Gradient Descent-Based Optimization Method of a Four-Bar Mechanism Using Fully Cartesian Coordinates

Machine vibrations often occur due to dynamic unbalance inducing wear, fatigue, and noise that limit the potential of many machines. Dynamic balancing is a main concern in mechanism and machine theory as it allows designers to limit the transmission of vibrations to the frames and base of machines. This work introduces a novel method for representing a four-bar mechanism with the use of Fully Cartesian coordinates and a simple definition of the shaking force (ShF) and the shaking moment (ShM) equations. A simplified version of Projected Gradient Descent is used to minimize the ShF and ShM functions with the aim of balancing the system. The multi-objective optimization problem was solved using a linear combination of the objectives. A comprehensive analysis of the partial derivatives, volumes, and relations between area and thickness of the counterweights is used to define whether the allowed optimization boundaries should be changed in case the mechanical conditions of the mechanism permit it. A comparison between Pareto fronts is used to determine the impact that each counterweight has on the mechanism's balancing.

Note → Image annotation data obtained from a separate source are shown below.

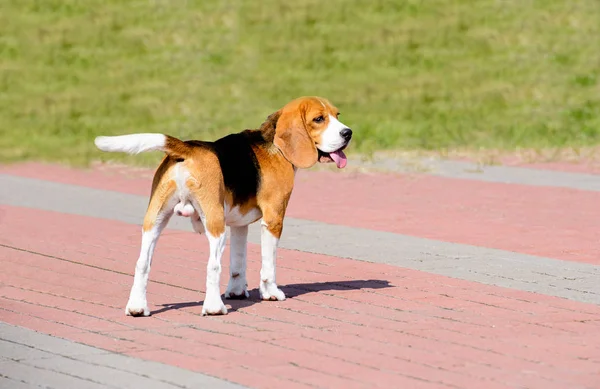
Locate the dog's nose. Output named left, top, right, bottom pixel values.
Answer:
left=340, top=128, right=352, bottom=140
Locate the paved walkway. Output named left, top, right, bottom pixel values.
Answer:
left=0, top=159, right=600, bottom=389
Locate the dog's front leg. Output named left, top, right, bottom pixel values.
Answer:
left=225, top=226, right=250, bottom=299
left=258, top=213, right=285, bottom=301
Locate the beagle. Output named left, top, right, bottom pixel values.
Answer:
left=95, top=97, right=352, bottom=316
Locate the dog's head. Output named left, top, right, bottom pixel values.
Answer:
left=267, top=97, right=352, bottom=169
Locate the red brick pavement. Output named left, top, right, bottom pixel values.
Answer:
left=0, top=203, right=600, bottom=389
left=0, top=164, right=600, bottom=264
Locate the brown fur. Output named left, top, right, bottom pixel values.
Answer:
left=144, top=97, right=338, bottom=238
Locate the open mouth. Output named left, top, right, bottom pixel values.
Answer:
left=317, top=145, right=348, bottom=169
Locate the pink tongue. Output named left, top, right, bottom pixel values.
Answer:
left=329, top=150, right=348, bottom=169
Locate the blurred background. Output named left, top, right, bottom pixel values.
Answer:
left=0, top=0, right=600, bottom=165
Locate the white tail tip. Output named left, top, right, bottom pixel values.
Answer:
left=94, top=134, right=166, bottom=154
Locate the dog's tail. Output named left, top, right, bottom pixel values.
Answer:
left=94, top=133, right=191, bottom=159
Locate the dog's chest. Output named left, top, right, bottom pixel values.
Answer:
left=225, top=206, right=262, bottom=227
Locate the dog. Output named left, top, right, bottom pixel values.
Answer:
left=95, top=97, right=352, bottom=316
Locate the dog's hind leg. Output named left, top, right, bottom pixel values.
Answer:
left=225, top=226, right=250, bottom=299
left=125, top=180, right=176, bottom=316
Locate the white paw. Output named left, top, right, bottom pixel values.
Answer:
left=125, top=298, right=150, bottom=316
left=225, top=275, right=250, bottom=299
left=258, top=281, right=285, bottom=301
left=202, top=294, right=227, bottom=316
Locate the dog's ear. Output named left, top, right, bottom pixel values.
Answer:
left=269, top=111, right=318, bottom=169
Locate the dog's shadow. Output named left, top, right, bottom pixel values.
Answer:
left=152, top=280, right=393, bottom=315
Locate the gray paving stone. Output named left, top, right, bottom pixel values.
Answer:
left=0, top=322, right=244, bottom=389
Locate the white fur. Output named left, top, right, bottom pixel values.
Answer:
left=94, top=134, right=166, bottom=154
left=125, top=211, right=172, bottom=316
left=202, top=231, right=227, bottom=315
left=225, top=226, right=250, bottom=298
left=175, top=201, right=194, bottom=217
left=258, top=221, right=285, bottom=301
left=317, top=115, right=348, bottom=153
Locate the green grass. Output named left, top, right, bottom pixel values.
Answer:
left=0, top=0, right=600, bottom=164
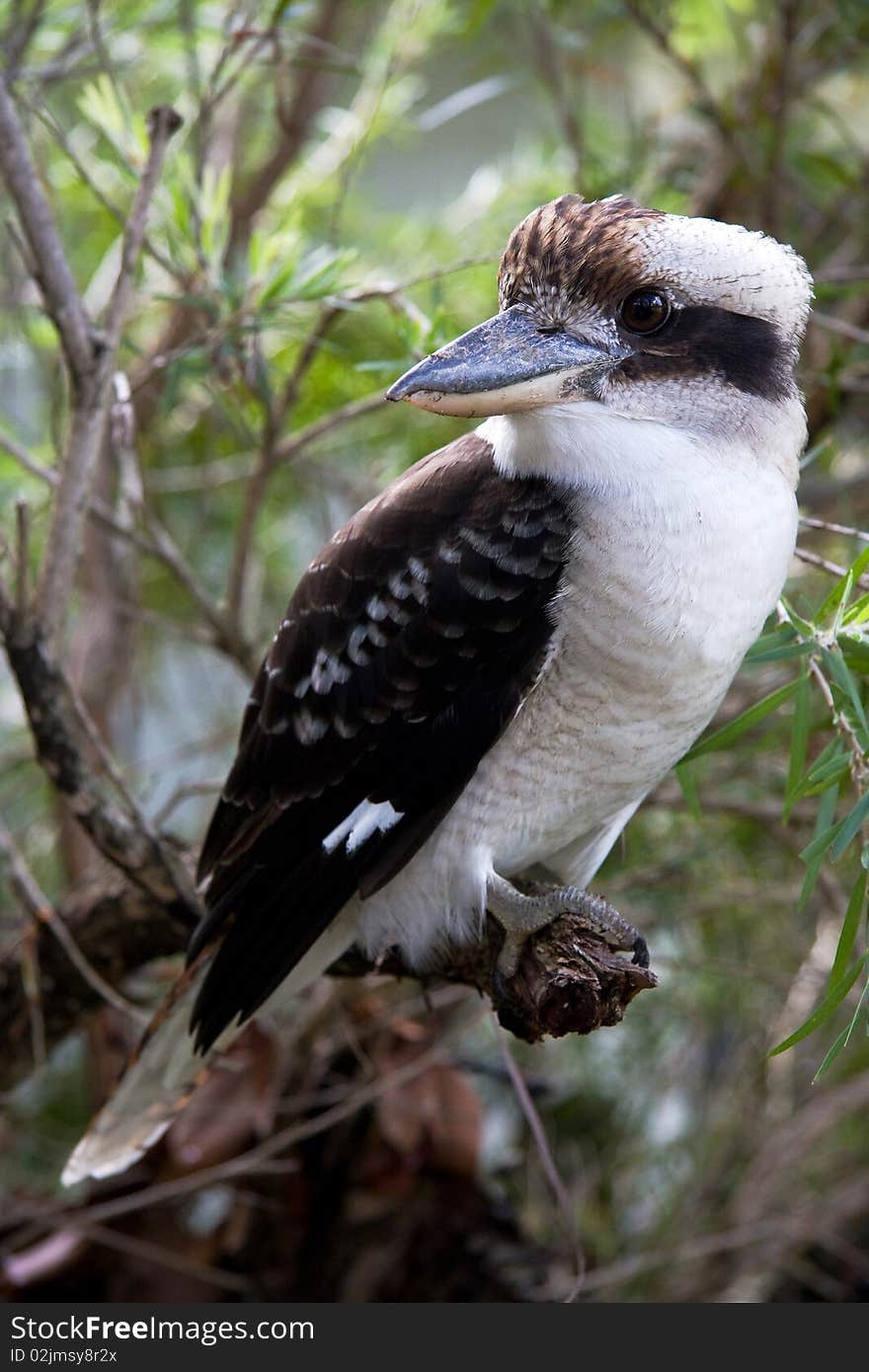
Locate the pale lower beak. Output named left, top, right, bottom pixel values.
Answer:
left=386, top=305, right=630, bottom=418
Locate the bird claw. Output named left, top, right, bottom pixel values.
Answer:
left=488, top=874, right=650, bottom=979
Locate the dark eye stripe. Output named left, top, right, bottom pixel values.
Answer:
left=615, top=305, right=794, bottom=401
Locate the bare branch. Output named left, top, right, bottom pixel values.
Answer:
left=0, top=588, right=197, bottom=911
left=36, top=106, right=182, bottom=643
left=0, top=820, right=144, bottom=1020
left=0, top=73, right=94, bottom=386
left=0, top=883, right=191, bottom=1090
left=275, top=391, right=387, bottom=462
left=330, top=905, right=658, bottom=1042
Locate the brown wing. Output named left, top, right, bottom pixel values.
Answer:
left=191, top=435, right=569, bottom=1047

In this way, it is possible to determine which counterweights can be eliminated according to the importance of the static balance (ShF), dynamic balance (ShM), or both. The results of this methodology when using three counterweights reduces the ShF and ShM by 99.70% and 28.69%, respectively when importance is given to the static balancing and by 83.99% and 8.47%, respectively, when importance is focused on dynamic balancing. Even when further reducing the number of counterweights, the ShF and ShM can be decreased satisfactorily.